Before filming began, Ronan had visited Papa Westray where the Westray to Papay flight is the shortest scheduled passenger flight in the world clocking in at around one minute. I explain that I stayed on the island with my wife and children back in the summer of 2017 around the time when Liptrot’s book was first being passed around the island. The author recently returned there with her own family.
“It’s a place I’d want to take my children and much more than a filming location” adds Ronan. “In the final leg of the journey we created this micro-crew, we lived together, worked together, ate together and had days off together”.
There were challenges shooting in summer where it never gets dark for the mostly winter set film, the cold months are long and bleak so community and the associated events of suppers and social gatherings of people, many who have often left city life behind, become essential. ”
The community on the island could not have been more important and as cheesy as it sounds to say it this film couldn’t have been made without them, and their knowledge of the place. I’ve never had an experience like it, nor will I ever again, it stays with you forever as I’m sure it did for you”.

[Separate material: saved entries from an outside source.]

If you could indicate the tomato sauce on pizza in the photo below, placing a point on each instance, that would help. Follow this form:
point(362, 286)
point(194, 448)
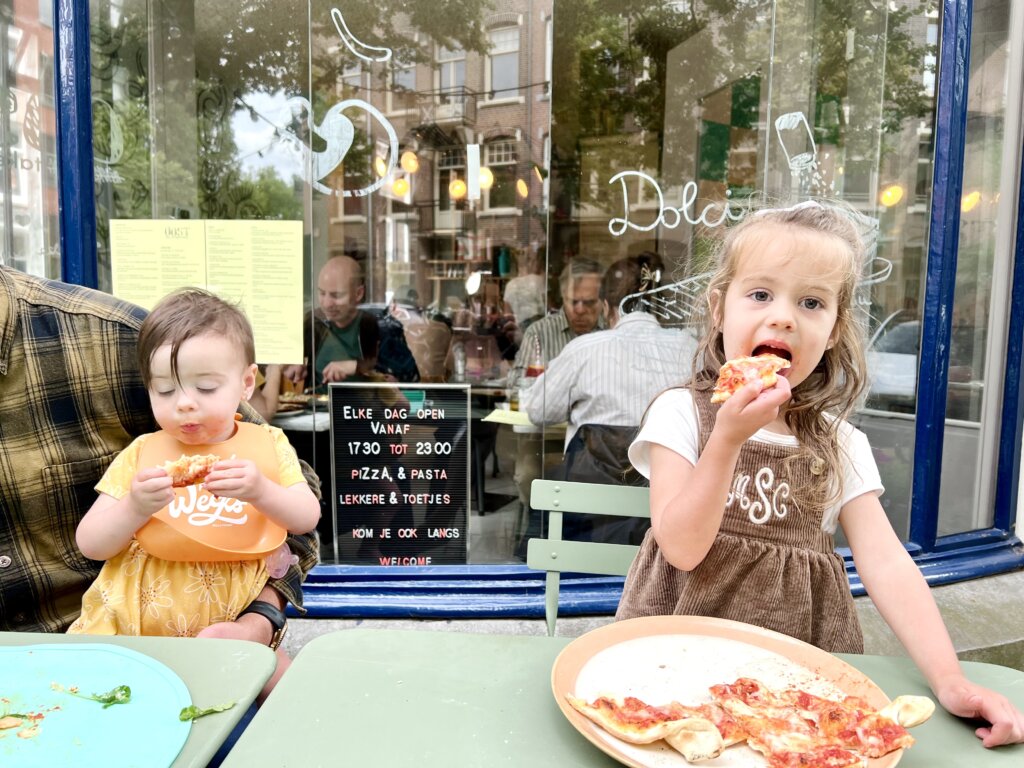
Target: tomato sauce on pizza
point(735, 373)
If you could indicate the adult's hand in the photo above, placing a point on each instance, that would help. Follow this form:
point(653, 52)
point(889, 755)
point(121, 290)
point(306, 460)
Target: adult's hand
point(252, 627)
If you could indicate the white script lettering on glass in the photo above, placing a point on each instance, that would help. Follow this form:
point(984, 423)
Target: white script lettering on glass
point(667, 215)
point(761, 509)
point(208, 509)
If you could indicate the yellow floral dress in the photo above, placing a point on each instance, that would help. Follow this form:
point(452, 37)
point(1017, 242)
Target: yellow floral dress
point(138, 594)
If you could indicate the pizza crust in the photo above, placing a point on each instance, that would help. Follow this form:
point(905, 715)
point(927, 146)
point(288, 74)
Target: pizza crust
point(189, 470)
point(908, 711)
point(735, 373)
point(695, 739)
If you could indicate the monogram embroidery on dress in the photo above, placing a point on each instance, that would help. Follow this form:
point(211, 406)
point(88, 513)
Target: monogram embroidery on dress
point(771, 499)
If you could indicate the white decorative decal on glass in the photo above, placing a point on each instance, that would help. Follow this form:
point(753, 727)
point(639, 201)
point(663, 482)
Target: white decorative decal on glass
point(337, 130)
point(115, 143)
point(360, 49)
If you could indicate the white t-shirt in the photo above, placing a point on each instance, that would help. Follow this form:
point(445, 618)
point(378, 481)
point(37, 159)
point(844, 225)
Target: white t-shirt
point(672, 421)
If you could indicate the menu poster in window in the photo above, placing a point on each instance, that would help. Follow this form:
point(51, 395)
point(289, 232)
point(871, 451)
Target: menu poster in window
point(255, 263)
point(400, 480)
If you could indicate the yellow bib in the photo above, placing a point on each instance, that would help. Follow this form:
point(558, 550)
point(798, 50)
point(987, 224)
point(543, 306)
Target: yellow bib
point(200, 526)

Ronan hopes that The Outrun will kick-start “a new wave of Scottish cinema” while redirecting stories and talent in Scotland and Ireland.” While narratives concerning alcoholism among Celts are in wide circulation, the sense of place is exotic, the dialect of locals is almost unheard in film and the epic sweep in which the main character envelopes herself in this esoteric place full of mythology and natural history offers a beautiful and wild cinematic alternative. It’s while driving at dawn listening to happy hardcore that Liptrott suggests she “feels like the Queen of Orkney”. It appears Saoirse Ronan has a knack for playing celebrated Scottish monarchs.